Abstract

HISTORY: A 48 year-old right-handed AAF with no significant PMH presented with right shoulder weakness and pain for 2 weeks. There was no inciting event or recent changes in activity. Her symptoms began 2 weeks after a viral URI. She works as a network manager and started developing acute pain for a few days, which was followed with stiffness, weakness and numbness on the lateral side of her arm. The pain then become constant and the numbness and tingling were intermittent and radiating into her hand. Her symptoms had been worsening over the prior week specifically with overhead activity. She had been using NSAID’s, ice/heat and massage with no relief PHYSICAL EXAMINATION: Winging of the right scapula was noticed as well as tenderness over the deltoid. Passive ROM was normal with decreased active ROM; forward flexion and abduction 0-120 degrees, abduction external rotation 0-60 degrees. Supraspinatus, infraspinatus and triceps strength 3/5 with normal deltoid and trapezius strength. Hawkin’s, Neer’s, Empty can, and Impingement tests are all positive. Obrien’s, Yergason’s and Crossover tests negative. DIFFERENTIAL DIAGNOSIS: Parsonage-Turner syndrome, Cervical disk disease, Shoulder impingement syndrome, Neoplastic brachial plexopathy, Supraspinatus tendinopathy TESTS AND RESULTS: Xray were obtained; no fracture, arthritis or soft tissue abnormalities were seen. Patient was sent for cervical and plexus MRI as well as EMG and nerve conduction studies. MRI results were without infiltrating process or extrinsic compression on the brachial plexus. Cervical spine MRI revealed a small right central disc extrusion without impingement. Nerve conduction studies demonstrated significant differences between the right and left Median and Ulnar nerves. The right Median and Ulnar nerves F-wave latency showed no response compared to 20.3 msc on the left side, which is consistent with a proximal injury as at the level of the plexus.
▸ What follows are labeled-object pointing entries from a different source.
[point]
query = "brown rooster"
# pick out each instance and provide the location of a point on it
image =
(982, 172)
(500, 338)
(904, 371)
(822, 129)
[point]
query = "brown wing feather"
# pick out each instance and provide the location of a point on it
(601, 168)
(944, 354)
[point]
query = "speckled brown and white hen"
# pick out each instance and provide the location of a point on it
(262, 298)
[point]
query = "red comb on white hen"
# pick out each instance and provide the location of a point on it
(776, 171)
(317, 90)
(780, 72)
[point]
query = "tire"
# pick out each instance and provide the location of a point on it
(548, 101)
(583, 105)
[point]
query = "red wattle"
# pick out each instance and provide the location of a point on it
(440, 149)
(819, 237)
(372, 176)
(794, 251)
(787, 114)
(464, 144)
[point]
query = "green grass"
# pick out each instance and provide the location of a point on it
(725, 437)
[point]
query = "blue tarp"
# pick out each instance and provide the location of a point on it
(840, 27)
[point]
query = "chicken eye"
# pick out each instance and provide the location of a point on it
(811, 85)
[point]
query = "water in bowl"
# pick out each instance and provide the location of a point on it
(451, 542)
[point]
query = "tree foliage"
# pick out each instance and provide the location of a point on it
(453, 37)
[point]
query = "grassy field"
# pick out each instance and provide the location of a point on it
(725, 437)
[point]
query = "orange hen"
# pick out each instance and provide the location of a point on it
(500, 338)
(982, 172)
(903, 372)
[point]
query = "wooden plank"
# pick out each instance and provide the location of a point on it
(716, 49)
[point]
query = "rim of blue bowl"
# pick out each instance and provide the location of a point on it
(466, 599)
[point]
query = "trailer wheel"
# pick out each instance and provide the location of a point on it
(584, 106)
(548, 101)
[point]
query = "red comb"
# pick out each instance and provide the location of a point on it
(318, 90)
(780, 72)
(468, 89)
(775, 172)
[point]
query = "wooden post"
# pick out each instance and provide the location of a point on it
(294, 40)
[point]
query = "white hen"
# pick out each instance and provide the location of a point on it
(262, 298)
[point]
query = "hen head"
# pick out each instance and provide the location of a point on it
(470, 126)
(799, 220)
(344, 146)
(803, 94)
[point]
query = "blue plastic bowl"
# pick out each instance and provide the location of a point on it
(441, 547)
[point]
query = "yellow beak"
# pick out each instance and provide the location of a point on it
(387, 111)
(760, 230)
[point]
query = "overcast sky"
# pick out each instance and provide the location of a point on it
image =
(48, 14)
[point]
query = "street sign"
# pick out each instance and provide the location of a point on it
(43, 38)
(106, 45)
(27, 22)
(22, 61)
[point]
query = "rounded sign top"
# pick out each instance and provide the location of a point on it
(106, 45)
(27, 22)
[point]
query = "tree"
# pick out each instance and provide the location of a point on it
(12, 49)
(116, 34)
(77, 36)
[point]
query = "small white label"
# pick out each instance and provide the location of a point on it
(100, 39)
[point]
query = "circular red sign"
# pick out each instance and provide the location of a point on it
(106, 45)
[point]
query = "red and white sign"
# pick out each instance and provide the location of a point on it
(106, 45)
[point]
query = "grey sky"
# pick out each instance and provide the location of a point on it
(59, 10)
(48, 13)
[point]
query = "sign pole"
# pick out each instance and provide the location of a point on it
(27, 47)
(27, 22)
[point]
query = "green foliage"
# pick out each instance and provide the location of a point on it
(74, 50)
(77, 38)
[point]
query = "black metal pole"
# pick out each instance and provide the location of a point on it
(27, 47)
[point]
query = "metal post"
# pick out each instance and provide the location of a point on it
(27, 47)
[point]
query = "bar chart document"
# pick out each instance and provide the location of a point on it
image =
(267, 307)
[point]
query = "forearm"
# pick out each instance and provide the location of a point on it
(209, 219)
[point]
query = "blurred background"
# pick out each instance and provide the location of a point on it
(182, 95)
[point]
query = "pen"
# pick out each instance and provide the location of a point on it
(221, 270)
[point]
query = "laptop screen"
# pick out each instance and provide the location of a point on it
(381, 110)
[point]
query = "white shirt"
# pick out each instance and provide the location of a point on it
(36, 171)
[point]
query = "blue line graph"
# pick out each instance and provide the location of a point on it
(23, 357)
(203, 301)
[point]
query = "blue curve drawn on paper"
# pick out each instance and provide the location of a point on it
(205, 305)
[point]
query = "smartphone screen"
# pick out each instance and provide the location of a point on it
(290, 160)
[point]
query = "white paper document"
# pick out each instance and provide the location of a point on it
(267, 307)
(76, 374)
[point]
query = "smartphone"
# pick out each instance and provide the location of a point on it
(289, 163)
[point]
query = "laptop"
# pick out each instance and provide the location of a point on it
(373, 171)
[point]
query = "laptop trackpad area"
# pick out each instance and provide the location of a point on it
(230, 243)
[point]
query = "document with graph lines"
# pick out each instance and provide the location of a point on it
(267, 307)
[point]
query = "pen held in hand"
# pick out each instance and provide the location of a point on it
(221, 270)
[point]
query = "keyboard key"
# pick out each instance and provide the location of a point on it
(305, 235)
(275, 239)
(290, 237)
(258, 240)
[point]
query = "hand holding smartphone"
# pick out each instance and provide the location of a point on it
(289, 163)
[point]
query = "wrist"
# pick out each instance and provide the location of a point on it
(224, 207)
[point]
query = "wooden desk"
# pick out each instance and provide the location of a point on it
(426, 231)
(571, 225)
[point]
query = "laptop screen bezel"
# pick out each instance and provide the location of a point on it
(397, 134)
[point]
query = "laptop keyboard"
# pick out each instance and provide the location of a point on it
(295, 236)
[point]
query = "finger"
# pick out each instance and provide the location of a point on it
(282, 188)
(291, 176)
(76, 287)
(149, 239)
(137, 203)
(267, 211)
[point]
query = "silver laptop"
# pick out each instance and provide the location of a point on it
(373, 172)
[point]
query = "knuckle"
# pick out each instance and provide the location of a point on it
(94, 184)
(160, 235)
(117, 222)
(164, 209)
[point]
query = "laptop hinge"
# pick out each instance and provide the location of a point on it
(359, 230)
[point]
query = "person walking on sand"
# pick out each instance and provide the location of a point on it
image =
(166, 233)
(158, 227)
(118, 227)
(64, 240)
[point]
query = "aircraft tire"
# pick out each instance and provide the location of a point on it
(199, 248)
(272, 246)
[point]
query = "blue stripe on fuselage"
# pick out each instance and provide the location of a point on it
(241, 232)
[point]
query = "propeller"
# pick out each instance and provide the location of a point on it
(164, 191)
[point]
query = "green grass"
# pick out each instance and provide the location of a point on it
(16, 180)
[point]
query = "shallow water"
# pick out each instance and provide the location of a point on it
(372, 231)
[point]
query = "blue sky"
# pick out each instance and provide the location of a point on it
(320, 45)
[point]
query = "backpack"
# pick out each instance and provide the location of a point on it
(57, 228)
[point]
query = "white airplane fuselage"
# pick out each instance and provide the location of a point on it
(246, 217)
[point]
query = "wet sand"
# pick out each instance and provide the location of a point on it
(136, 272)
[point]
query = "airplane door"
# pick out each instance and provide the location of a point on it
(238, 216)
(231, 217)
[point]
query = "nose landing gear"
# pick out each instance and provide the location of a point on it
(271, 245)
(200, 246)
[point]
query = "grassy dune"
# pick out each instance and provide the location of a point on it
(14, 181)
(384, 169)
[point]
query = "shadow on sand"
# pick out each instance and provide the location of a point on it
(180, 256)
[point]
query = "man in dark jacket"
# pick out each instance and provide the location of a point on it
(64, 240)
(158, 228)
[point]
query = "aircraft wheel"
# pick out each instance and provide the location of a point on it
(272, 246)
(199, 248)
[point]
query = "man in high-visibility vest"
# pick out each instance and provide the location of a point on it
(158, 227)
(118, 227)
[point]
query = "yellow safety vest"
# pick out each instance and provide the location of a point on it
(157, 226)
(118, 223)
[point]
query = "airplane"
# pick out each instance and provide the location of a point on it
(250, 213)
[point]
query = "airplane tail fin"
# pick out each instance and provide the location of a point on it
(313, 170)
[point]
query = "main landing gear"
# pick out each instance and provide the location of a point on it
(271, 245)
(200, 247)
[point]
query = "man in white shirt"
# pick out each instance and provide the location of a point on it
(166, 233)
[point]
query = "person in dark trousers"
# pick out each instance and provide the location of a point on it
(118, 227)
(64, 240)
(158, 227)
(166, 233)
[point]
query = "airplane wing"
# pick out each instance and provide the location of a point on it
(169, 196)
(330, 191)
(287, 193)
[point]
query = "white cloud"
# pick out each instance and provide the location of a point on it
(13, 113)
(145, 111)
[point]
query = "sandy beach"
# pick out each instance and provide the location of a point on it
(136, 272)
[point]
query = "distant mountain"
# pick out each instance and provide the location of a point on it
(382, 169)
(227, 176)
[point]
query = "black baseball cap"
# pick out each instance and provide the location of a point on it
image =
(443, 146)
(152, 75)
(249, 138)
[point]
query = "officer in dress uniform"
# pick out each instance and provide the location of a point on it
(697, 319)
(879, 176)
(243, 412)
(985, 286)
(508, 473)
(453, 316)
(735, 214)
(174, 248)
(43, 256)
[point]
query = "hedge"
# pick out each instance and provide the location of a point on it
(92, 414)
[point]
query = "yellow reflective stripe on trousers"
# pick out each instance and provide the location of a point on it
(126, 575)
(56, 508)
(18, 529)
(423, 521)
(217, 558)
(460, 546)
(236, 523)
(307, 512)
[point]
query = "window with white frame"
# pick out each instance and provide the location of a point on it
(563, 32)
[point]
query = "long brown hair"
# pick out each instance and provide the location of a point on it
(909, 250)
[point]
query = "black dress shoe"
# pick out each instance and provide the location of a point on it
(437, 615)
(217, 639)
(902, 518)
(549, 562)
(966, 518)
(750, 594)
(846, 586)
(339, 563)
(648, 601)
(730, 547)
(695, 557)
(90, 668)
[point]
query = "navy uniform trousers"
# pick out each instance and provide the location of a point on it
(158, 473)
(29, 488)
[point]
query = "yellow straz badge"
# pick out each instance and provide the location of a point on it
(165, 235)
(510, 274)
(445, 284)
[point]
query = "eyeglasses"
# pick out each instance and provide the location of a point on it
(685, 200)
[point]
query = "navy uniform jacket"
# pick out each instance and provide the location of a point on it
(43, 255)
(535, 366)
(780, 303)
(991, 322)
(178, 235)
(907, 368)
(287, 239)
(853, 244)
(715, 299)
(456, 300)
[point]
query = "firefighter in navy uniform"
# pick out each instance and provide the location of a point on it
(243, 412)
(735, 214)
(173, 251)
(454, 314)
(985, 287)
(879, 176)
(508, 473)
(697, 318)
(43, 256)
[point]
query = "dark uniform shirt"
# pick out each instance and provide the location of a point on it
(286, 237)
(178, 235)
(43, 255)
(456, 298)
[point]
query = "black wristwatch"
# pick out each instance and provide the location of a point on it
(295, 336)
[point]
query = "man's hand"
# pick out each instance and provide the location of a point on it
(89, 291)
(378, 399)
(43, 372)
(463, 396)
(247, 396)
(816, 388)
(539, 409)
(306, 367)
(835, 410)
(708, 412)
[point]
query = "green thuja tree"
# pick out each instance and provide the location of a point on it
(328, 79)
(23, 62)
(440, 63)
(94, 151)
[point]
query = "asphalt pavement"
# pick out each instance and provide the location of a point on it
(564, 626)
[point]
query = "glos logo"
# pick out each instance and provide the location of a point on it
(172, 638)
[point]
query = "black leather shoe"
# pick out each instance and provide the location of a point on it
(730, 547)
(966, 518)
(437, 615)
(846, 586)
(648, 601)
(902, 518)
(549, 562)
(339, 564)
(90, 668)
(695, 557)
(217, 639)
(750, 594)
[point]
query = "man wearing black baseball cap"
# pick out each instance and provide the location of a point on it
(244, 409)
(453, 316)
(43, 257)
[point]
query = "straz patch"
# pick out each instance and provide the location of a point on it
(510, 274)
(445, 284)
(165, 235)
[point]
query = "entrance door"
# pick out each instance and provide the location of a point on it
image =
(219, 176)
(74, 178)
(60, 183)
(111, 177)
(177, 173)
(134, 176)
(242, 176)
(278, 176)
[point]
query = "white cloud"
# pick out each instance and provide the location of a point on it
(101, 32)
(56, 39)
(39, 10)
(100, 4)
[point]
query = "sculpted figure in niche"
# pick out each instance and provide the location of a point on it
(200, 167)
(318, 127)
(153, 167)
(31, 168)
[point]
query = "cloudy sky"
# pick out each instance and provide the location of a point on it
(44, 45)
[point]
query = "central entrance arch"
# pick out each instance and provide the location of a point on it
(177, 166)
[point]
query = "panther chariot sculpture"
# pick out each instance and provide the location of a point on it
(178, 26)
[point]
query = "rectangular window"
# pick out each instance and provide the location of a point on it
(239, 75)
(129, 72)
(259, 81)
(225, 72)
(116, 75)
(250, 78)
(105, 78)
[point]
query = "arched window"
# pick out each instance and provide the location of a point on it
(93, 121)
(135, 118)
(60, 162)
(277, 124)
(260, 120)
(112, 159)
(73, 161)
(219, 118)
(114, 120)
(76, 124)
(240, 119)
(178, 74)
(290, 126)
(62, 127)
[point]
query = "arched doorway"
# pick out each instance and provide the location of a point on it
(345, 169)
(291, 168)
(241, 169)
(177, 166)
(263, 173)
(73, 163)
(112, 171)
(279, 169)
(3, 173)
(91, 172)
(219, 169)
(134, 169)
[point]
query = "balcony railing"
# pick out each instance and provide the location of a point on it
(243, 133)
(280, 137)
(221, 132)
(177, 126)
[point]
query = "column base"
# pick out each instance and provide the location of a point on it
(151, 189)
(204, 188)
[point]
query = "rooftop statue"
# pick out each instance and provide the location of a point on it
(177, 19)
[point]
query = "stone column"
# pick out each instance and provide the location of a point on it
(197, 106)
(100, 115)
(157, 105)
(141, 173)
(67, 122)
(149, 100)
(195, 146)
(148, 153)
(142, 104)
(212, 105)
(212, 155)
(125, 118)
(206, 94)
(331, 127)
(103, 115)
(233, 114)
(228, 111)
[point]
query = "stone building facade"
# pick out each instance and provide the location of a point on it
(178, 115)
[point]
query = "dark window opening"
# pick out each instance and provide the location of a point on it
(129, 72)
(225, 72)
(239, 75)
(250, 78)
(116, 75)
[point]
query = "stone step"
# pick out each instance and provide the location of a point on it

FINAL WORKING DIAGNOSIS: Parsonage-Turner syndrome OUTCOME: Patient was given Toradol and Depomedrol IM as well as Medrol dose pack and Amitriptyline. She was also referred to PT. RETURN TO ACTIVITY AND FOLLOW UP: 7 weeks after the initiation of the treatment patient reported almost complete resolution of her symptoms. She was instructed to follow up as needed if not complete resolution within 8 weeks.